The woman was carving his heart out of his chest with every word she uttered.
“Forget it.” Then she shoved away from him with more force than he’d expected. “So I get an implant, huh? That’s the next big deal? Someone to slice me open, whether I want it or not.”
He wanted the tracker on her, just as a precaution. After the way things had gone down at the cabin, he wanted to make sure he’d have a way of finding her. “Hostages, witnesses—they’ve been taken before. They’re stripped, their bags are tossed. We realized a few years ago that we needed technology that wouldn’t be ditched so easily.” The tracker was tiny, barely noticeable at all, and easily inserted under the skin. A little piece of tech that Uncle Sam hadn’t shared with many others.
“A few hours after the insertion, you’ll barely even notice it’s there.”
She finally glanced away from him. “I’ll notice.” Her words were clipped. So unlike her usual voice. “But I’ll do it anyway because if Guerrero does get to me, the EOD had better haul butt to save my life.”
He would.
Juliana had already turned from him and headed for the door. He should let her go but he had to speak. “I really am...sorry.” The apology came out sounding rusty and broken.
She pulled open the door. “For what?” Juliana didn’t bother looking back at him. “Leaving me before...or setting me up now?”
Both. “I wanted you to be happy. You wouldn’t—you wouldn’t have been happy with me.” The line he’d told himself for years. She deserved better. She’d have better. It was only a matter of time until some Prince Charming took her away.
His hands were clenched so tightly that his knuckles ached.
“Don’t tell me what I’d be,” she said, her spine stiff and too straight. “I’m the only one who understands how I feel and what I want.”
Then she walked through the door, calm and poised. So what if she was barefoot and her cute little toenails were flashing bright red? The woman had held court too long in her life not to walk with that easy grace.
“Come on, Doctor,” she called out and he knew that Liz Donaldson had to be close by. “Let’s get this over with.”
Logan exhaled slowly. He looked up and stared straight into the mirror that was less than five feet from him. His reflection stared back. His jaw was lined with stubble, eyes and face worn.
She wouldn’t have been happy. The words were stubborn, but they weren’t his, not really. Her father had been the one to first speak them.
You can’t make her happy. When she finds out what you did, how do you think she’ll ever be able to look at you again?
His teeth ground together, but he managed to say, “Come on out, Jasper. I know you’re in there.”
After a moment, he heard the slow approach of Jasper’s booted feet. Then the Ranger was there, filling the doorway, shaking his head even as he crossed his arms over his chest. “You are one dumb SOB,” Jasper said.
“Don’t push me now,” Logan ordered. Jasper was always pushing. In the field, in the office—everywhere. Death wish? Yeah, he had one.

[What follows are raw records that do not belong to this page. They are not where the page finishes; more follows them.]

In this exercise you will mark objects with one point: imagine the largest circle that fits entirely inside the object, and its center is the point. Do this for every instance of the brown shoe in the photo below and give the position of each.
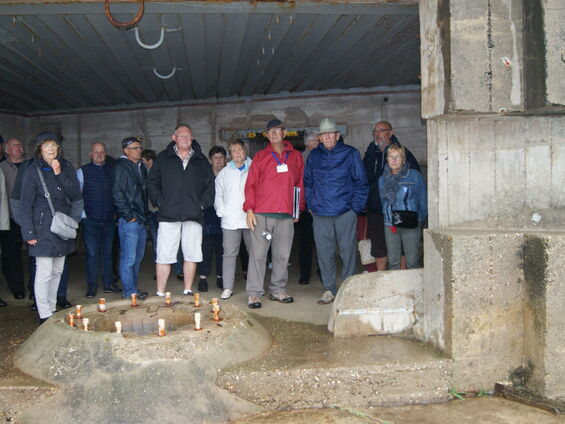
(326, 298)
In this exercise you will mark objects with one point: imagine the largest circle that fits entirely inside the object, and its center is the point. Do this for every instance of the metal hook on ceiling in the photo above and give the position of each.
(158, 43)
(124, 25)
(165, 76)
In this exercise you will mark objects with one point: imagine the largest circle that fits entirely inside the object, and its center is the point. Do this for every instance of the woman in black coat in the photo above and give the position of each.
(35, 217)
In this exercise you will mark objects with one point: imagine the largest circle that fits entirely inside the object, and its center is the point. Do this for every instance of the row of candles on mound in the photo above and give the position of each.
(160, 322)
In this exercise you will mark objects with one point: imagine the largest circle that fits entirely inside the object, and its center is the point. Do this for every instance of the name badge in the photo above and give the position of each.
(282, 168)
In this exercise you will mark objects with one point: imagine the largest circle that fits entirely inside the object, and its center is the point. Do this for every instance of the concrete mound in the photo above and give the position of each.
(135, 377)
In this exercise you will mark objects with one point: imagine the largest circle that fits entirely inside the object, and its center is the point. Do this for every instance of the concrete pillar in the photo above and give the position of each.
(493, 96)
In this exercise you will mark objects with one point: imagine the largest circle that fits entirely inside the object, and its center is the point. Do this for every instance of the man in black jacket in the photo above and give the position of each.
(130, 199)
(374, 162)
(181, 185)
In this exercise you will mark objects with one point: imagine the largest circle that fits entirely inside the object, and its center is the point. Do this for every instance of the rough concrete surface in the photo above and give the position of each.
(19, 391)
(554, 15)
(377, 303)
(484, 172)
(108, 377)
(307, 368)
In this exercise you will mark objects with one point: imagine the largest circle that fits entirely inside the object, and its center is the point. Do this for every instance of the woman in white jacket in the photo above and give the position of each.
(230, 185)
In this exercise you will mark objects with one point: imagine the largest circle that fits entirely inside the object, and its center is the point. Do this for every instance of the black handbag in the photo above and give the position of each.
(406, 218)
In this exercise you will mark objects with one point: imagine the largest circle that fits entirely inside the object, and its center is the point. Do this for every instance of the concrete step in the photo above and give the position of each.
(307, 368)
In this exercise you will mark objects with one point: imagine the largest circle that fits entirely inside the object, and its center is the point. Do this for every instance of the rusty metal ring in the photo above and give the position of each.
(124, 25)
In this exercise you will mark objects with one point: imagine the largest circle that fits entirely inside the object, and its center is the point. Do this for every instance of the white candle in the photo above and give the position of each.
(197, 320)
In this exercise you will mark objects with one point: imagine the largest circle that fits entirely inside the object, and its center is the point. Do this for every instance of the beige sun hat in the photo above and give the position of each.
(327, 125)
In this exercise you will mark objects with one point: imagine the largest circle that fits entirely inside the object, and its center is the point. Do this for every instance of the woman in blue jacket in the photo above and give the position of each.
(35, 217)
(402, 189)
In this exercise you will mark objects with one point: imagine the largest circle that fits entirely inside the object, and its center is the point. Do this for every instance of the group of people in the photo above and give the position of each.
(195, 206)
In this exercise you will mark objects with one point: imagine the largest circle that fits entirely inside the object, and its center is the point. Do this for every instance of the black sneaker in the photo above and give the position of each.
(112, 289)
(142, 295)
(253, 302)
(63, 303)
(202, 285)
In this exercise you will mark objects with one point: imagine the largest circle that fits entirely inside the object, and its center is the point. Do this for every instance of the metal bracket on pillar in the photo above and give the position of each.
(159, 42)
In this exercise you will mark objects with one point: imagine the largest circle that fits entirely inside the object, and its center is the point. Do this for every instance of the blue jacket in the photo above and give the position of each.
(97, 192)
(335, 180)
(375, 162)
(129, 190)
(411, 194)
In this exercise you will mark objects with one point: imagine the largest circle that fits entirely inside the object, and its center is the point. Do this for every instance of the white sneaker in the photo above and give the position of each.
(226, 294)
(326, 298)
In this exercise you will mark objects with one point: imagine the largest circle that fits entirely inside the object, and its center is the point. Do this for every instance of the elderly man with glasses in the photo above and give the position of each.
(374, 162)
(130, 199)
(274, 192)
(181, 185)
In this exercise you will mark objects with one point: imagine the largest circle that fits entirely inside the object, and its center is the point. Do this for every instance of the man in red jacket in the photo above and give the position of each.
(275, 179)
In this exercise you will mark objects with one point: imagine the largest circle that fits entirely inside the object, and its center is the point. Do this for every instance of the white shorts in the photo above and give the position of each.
(189, 233)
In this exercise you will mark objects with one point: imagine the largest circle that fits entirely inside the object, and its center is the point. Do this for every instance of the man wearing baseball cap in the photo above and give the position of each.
(336, 191)
(130, 199)
(274, 181)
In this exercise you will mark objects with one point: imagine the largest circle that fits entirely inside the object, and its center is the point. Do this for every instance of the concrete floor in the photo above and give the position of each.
(18, 390)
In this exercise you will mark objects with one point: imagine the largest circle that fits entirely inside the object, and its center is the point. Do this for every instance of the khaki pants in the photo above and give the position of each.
(282, 231)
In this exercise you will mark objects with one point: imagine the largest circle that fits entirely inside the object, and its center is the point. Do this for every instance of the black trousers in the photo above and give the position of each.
(12, 266)
(305, 234)
(210, 245)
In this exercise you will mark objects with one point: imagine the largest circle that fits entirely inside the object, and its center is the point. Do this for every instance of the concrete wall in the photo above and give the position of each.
(496, 171)
(554, 16)
(358, 111)
(492, 91)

Jasper’s mouth lifted in his usual sardonic smile. “Left her there all alone, huh? Didn’t even go to see the pretty girl at the bus station. That’s cold.”
He stared at Jasper but didn’t see him. “A blue dress that fell to her knees. A ponytail pulled to the side. A small black bag at her feet.” He forced his hands to unclench. “She was sitting five feet from the front desk, turned so that she could see the entrance.”

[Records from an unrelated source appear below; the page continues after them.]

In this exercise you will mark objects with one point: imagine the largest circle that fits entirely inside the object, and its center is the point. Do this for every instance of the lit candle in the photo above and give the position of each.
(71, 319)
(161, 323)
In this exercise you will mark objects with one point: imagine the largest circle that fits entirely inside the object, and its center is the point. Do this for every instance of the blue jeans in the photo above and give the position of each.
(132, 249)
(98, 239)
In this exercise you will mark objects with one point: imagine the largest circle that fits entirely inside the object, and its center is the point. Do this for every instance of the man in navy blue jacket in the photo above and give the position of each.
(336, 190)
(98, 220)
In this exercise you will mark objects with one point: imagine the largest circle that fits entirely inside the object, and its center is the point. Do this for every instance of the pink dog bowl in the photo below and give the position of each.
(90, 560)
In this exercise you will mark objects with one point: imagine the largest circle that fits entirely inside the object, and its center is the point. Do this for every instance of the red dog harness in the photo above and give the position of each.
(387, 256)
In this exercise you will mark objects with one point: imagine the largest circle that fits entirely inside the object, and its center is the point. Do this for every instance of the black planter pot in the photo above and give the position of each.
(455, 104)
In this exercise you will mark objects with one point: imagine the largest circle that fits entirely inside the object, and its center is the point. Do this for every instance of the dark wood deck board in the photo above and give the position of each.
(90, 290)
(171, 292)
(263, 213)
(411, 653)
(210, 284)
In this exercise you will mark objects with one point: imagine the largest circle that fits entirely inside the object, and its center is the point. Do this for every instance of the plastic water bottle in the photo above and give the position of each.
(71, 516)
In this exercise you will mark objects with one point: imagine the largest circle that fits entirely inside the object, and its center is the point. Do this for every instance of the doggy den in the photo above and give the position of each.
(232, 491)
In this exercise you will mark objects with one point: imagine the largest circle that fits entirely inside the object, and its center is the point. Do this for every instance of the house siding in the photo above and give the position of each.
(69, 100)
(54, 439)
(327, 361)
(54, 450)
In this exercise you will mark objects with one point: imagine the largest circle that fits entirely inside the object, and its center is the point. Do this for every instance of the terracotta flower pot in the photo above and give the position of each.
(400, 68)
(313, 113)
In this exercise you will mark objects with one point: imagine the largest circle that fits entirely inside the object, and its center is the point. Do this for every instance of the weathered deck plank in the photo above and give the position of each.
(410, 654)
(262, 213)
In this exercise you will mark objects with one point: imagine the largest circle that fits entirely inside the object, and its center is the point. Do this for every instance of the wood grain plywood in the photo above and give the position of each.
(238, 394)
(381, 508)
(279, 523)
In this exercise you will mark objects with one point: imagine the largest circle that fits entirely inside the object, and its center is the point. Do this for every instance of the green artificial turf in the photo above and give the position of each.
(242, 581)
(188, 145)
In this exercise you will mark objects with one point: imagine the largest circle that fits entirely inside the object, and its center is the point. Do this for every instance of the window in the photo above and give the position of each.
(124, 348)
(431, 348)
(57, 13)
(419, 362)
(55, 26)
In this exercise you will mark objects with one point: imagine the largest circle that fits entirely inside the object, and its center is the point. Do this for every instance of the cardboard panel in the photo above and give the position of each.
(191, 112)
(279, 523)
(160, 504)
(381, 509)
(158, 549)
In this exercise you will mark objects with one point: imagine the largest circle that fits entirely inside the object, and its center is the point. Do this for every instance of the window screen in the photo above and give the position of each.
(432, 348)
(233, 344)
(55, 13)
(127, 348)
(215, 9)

But he’d been there long before she’d arrived, hidden in the shadows, watching what he couldn’t have.
A furrow pulled up Jasper’s brows. “You were there, but you didn’t say anything? Man, what are you—crazy? Why’d you let a woman like that walk?”

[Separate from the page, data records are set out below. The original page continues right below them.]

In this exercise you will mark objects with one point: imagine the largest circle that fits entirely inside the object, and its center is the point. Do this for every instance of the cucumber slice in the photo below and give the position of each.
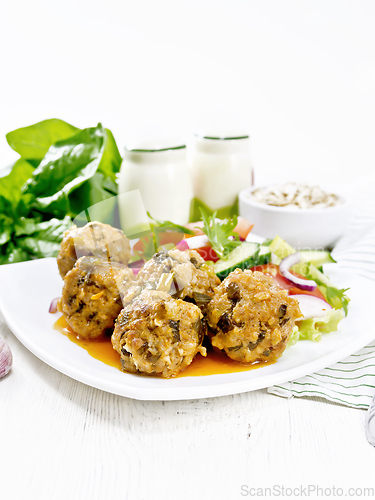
(264, 256)
(281, 248)
(243, 257)
(316, 257)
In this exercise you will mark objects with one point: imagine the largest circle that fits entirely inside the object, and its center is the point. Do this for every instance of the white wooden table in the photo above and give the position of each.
(61, 439)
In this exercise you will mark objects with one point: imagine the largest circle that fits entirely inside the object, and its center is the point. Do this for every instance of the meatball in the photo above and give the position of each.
(182, 274)
(91, 295)
(251, 316)
(96, 239)
(158, 335)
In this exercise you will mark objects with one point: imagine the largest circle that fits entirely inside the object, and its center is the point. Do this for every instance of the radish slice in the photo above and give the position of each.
(182, 246)
(284, 267)
(53, 306)
(311, 306)
(137, 263)
(193, 243)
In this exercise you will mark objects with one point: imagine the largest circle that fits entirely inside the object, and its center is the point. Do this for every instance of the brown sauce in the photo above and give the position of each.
(215, 363)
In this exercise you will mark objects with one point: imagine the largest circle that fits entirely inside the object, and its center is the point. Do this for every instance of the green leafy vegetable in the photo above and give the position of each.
(313, 328)
(10, 184)
(334, 296)
(66, 166)
(75, 172)
(220, 233)
(34, 141)
(165, 226)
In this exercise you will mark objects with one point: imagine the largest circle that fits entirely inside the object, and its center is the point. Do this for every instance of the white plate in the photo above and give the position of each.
(26, 290)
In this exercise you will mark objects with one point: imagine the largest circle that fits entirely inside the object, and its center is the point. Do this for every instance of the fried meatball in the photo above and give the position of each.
(251, 316)
(158, 335)
(96, 239)
(91, 298)
(182, 274)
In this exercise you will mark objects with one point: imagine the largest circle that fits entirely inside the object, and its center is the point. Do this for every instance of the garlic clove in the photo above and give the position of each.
(6, 358)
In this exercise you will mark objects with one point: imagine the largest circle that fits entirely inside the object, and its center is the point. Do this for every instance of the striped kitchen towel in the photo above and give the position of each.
(352, 381)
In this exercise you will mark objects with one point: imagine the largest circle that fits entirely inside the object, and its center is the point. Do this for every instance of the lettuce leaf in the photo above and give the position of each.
(334, 296)
(313, 328)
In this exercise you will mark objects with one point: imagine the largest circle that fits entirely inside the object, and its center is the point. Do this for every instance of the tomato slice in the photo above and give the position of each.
(207, 253)
(273, 271)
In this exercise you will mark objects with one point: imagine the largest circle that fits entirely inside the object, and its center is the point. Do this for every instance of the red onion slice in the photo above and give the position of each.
(311, 306)
(284, 267)
(53, 306)
(6, 358)
(182, 246)
(137, 263)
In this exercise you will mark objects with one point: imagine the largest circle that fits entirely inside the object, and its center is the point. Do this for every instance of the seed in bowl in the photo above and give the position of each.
(295, 195)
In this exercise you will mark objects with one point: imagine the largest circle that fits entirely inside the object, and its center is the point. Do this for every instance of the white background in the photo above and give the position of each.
(298, 75)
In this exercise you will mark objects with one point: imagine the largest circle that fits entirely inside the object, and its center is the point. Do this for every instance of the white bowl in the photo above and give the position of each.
(312, 228)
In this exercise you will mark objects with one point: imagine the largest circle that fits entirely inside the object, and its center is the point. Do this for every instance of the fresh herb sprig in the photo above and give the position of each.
(158, 227)
(220, 233)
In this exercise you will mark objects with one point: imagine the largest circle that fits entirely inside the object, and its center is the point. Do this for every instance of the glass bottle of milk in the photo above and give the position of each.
(221, 167)
(161, 174)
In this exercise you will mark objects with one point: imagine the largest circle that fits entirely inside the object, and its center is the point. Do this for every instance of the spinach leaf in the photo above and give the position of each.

“You know what I am.” Jasper had seen him at his worst, covered in blood, fighting for his life. More animal than man. He’d seen Logan when his control broke and the beast inside broke free.
Born to kill.
He’d been told that for so long.
“No, man, I know what you think you are,” Jasper said with a sigh. “But I tell you this...if a woman like her ever gave me the look—the kind of look I saw her give you—I’d do anything for her.”
He had done anything. He’d given her up. That had been everything. “Don’t push me on this,” Logan warned. He’d hate to have to kick his friend’s butt again.